9.8.2025: Untitled 1 #63

     the question presented itself:  “Do you want your whole career to be determined by The New Yorker?”  I don’t know why I didn’t understand that they were out of my league—that I was just a drop of water in the ocean to them, and, therefore, it would have been a very bad idea to base my career on some opinion that they alone might’ve shared.  But let’s break this down.  Why did such a question appear in the first place?  Was a friend trying to motivate me to get back on the saddle—and send even more poetry to The New Yorker?  Or perhaps they meant something else—such as, “Are you going to pursue this when, in reality, if you can’t make it in The New Yorker, then they are on the wrong side of history—and subject to your wrath?” 

     Jack Daniels might’ve reacted that way, AOC said.  I tried to prepare myself, that being said, for a life without Alex, since, according to AOC, i might not want to base my life on my poetry—I know you’re supposed to live to write poetry, as opposed to writing poetry to live, but if you can’t look after yourself, then you’re not going to be able to write poetry at all—eventually.  You’ll get sick, and you just won’t give a damn.  Did that mean, then, that I should write in a way that The New Yorker would prefer?  Was there a preferred way—for The New Yorker?  I didn’t think that was going to solve my problems, though; so no, i wasn’t going to let The New Yorker dominate how i lived my life—or thought of myself.   

     I was far more worried about how Alexandria was going to feel—this woman that was doing her best to write this book for me; then Alex said, “I’m going to disassociate myself with you.”  Now, she didn’t say she was going to disassociate herself from me—she said with me, so i was curious, of course.  Maybe she wanted to reinvent herself?  Sometimes you don’t know you need to reinvent yourself until you do, and other times you might not notice anything—but you need to reinvent yourself.  Did Alexandria need to reinvent herself?  No, of course not.  She didn’t need to do anything—even if she left her live-in lover.

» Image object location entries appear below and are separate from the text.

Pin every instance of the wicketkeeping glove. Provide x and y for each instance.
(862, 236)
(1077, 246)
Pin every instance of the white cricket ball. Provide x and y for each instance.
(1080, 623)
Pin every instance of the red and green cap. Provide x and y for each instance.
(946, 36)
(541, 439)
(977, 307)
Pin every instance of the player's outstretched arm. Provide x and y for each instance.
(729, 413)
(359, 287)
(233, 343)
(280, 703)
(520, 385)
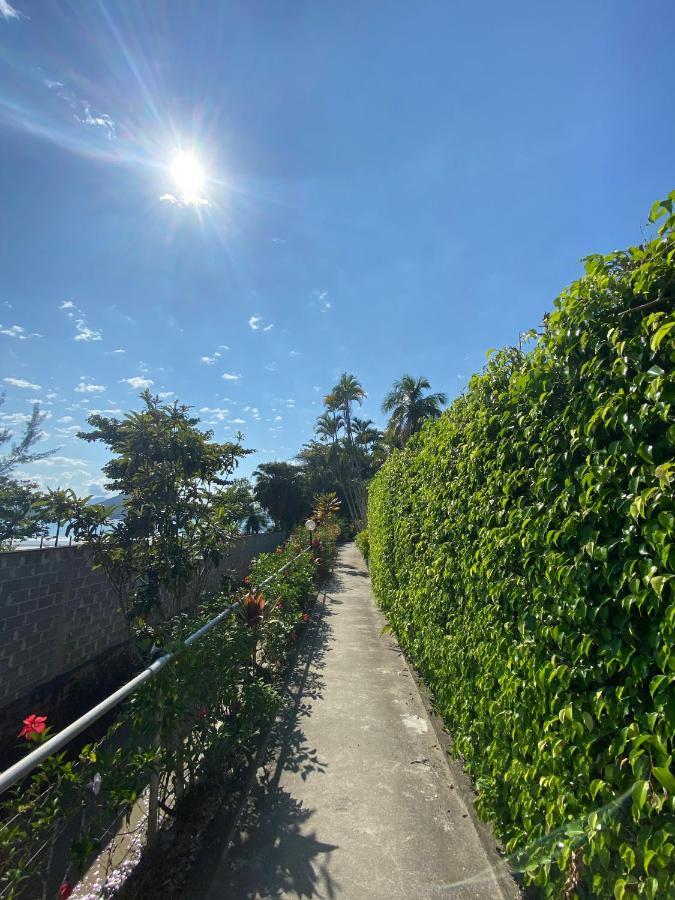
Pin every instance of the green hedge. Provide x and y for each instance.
(523, 548)
(362, 543)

     So, was it going to be me and Alexandria against the world?  Just the two of us—reshaping our existence?  Who knows what can happen over the course of a few years, but, for now, the answer to that question depended on our actions, and how, together, we could speak through each other.  I’m going to write your book  and, who knows?  What was meant by that?  Well, she’d practically authored this book already, since, as it happens, i am constantly using her voice to tune in to what is going on—both in this country right now and in the world after that.  But it went deeper than that.  I won’t say that I wrote her a script, but i might as well have, because, when she talked, i couldn’t agree more—there was no way for me to tell the difference between what I was saying to her and what she was saying to the rest of us. 

     i could feel something happening—no doubt, things were changing.  i’d been learning, a little, to shift voices, which made it easier to write—inspiration was flowing in from different sources, which ensured that I would continue to be able to entertain myself—talking to AOC, or the people that were related to us.  “Wow!”  “Nice!!”  that was some unknown voice—it could have been Alex, but it didn’t have to be Alex, cheering me on.  The arguments are awful, but the good times are great, Alex said.  I didn’t know if she was commenting on her past experience, her current experience, or what, but she sounded like two people that were getting high together—and, sometimes, coming down, together, too—which, of course, is always a mistake.